Extended Data Fig. 5
Extended Data Fig. 5. ZMMs protect dHJs from Sgs1-mediated dissolution throughout prophase I.
a, Western blot analysis of Msh4AID protein levels in cells at indicated times in SPM. OsTir1F74G expression was induced by addition of CuSO4 at 6.5 h, and Msh4AID depletion was induced by 5-Ph-IAA addition (or DMSO as a control) at 7 h, as described in Fig. 2c. Crm1 served as protein loading control.

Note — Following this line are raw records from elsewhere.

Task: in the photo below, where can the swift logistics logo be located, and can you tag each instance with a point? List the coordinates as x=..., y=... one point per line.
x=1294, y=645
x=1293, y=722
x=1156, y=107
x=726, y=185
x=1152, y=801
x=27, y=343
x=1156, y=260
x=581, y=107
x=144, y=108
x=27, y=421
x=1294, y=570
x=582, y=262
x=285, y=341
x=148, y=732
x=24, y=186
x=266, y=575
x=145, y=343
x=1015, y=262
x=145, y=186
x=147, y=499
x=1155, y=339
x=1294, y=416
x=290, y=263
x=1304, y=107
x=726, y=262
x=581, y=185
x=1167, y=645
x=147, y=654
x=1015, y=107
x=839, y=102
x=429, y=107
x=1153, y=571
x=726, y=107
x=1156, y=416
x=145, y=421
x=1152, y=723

Representative of two biological replicates. b, c, Southern blot (b) and quantification of JMs, non-crossover (NCO1) and crossover (CO2) products (c) at the HIS4::LEU2 recombination hotspot from (a). d, As in (a), for MSH4AID SGS1AID. Representative of two biological replicates. e,f, As in (b) and (c), for MSH4AID SGS1AID from (d). g, As in (a), for SGS1AID. h, i, As in (b) and (c), for SGS1AID from (g). j, Representative images of meiotic chromosome spreads at indicated times in SPM from (d), immunostained for Zip1 (green) and Msh4AID/Sgs1AID (magenta). Scale bars = 2 µm. k, Quantification of Zip1 synapsis and polycomplexes from (j) (n = 50 nuclei per time point; representative of two biological replicates). l, Time-lapse image montage of Zip1GFP in cell nuclei of indicated genotypes. OsTir1F74G expression was induced by addition of CuSO4 at 6.5 h in SPM, and Zip3AID and Sgs1AID depletion was induced by 5-Ph-IAA addition (or DMSO as a control) at ~7 h in SPM (t = 0 min). Arrowhead marks the emerging polycomplex. Corresponds to Supplementary Video 3 and 4. Scale bar = 1 µm. m, Quantification of structured Zip1GFP signal in cells of indicated genotypes from (l) (n = 40 cells per genotype). n, Quantification of time to complete loss of structured Zip1GFP signal in cells of indicated genotypes from (m) (mean ± s.d; n = 40 cells per genotype; two-tailed, unpaired Mann-Whitney U test). o, As in (a), for ZIP4AID SGS1AID. Representative of two biological replicates. p, As in (j), for (o). q, As in (k), for (p) (n = 50 nuclei per time point; representative of two biological replicates).
Extended Data Fig. 6
Extended Data Fig. 6. A molecular tool to reversibly induce SC disassembly independent of HJ resolution.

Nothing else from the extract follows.